Report Counts 400,000 Temporary Migrants

Report counts 400,000 temporary migrants

Martin Bentham,
Home Affairs Editor
Evening Standard

Nearly 400,000 short-term migrants are coming to London each year, the first official estimate of temporary residents in the capital reveals today.

About 90,000 of the arrivals, all of whom stay for between one month and a year, came to work or study. The remainder come for a family visit or extended holiday.

The large number of arrivals, which come on top of the latest annual figure of 215,000 longer-term migrants moving to London, will fuel debates about immigration and council funding.

Local authority leaders claim that because short-term migrants are not counted in population statistics used to allocate funds, they are being forced to provide free services for tens of thousands of people.

Today's report by the National Statistics Office – commissioned in an attempt to assess the validity of these concerns – gives only limited support to the argument.
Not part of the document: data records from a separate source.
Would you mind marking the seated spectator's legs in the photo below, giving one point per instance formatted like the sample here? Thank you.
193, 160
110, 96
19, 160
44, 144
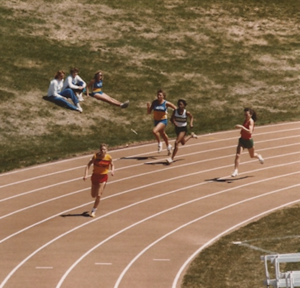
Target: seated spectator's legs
62, 101
68, 93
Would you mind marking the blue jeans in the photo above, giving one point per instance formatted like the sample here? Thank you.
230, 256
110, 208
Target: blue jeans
67, 93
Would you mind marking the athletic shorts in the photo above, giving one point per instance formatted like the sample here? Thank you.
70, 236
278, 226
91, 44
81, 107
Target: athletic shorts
92, 94
99, 178
247, 144
164, 121
178, 130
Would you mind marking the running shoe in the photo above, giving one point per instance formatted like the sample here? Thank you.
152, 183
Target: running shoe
79, 108
125, 104
194, 135
159, 148
79, 96
169, 149
235, 173
260, 159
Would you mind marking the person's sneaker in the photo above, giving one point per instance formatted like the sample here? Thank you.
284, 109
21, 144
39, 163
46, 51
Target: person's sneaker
79, 96
125, 104
169, 149
159, 148
260, 159
235, 173
79, 108
194, 135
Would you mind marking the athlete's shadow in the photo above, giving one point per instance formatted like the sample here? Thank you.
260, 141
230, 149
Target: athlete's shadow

It shows that across the country, just over one million short-term migrants arrived in Britain during the year ending halfway through 2005. Of these, 393,000 came to London. The average length of stay is just under three months, but because departing migrants are replaced by new ones there is a permanent “stock” of 81,000 temporary visitors in the capital at any one time.

Today's figures also reveal, however, that a substantial number of existing residents – for whom councils do receive funding – go abroad for short periods each year. In London, the number spending between one month and a year abroad, despite officially resident in the capital, was 742,000 during the year ending in mid-2005.

The figures for the permanent “stock” of departing short-term migrants show more people leaving for a temporary spell abroad than the number arriving, with London's total of 114,000 significantly higher than the 81,000 incomers. The Home Office said the statistics show “more people are going out each year than coming in”.

Colin Barrow, deputy leader of Westminster council, insisted that the concerns of authorities remained valid.

He also warned that the large number of illegal immigrants in the capital were not included in today's figures.